Said Mr. Long Le Ngoc, Chairman of LongBeach Group, which owns Lucky Star Joint Stock Company, “We foresee strong demand for quality accommodation in Phu Quoc, as this is a destination with all the attributes of a tourist paradise. Together with the strength of the Holiday Inn brand and its world renowned standards, we will be able to offer travellers what they are looking for.”

And on the south-eastern coast of Vietnam, about 350 km from Ho Chi Minh City, is Cam Ranh Bay, which is known for its white sandy beaches. The site for Holiday Inn Resort Cam Ranh Bay has 170m of this beach frontage. The resort will have about 250 rooms and occupy 70,000sqm of the 174,227sqm plot of land, which will also feature high-end residential and commercial properties.

Construction is slated to begin in June 2011 and the resort is expected to open in the third quarter of 2013. Holiday Inn Resort Cam Ranh Bay will be a convenient location for travellers as it is only 15 minutes from Cam Ranh International Airport and a 40-minute drive from the Nha Trang city centre.

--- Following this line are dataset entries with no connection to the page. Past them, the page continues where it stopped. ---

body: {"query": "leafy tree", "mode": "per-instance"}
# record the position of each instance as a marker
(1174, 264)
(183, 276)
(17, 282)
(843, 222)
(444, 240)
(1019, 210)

Cam Ranh Bay is foreseen to be a new holiday destination in compliment with Nha Trang. Previously utilized as a military base, Cam Ranh is now being planned to be exclusively a vacation spot.

Said Mr Tran Viet Dzung, President and CEO of ESACO Corp, which has interests in Holiday Inn Resort Cam Ranh Bay’s owning company Cong Ty Co Phan Thinh Vuong, “The Holiday Inn brand is recognised by travellers worldwide. The brand’s enduring popularity and its large customer base are aligned with our expectations of attracting the growing number of holidaymakers who come to Cam Ranh Bay.”

Holiday Inn Hotels & Resorts was recently voted the Best Mid-Market Hotel Brand in the World and the Best Mid-Market Hotel Brand in Asia Pacific for the tenth consecutive year. There are currently 1,301 Holiday Inn Hotels & Resorts globally, including 104 in Asia Pacific. There are 80 more in the pipeline for Asia Pacific.

Other IHG hotels in Vietnam include InterContinental Hanoi Westlake, InterContinental Asiana Saigon and Crowne Plaza Hanoi West. IHG is looking to increase its presence in Vietnam and has plans to add close to 5,000 new jobs as new hotels open in the next few years.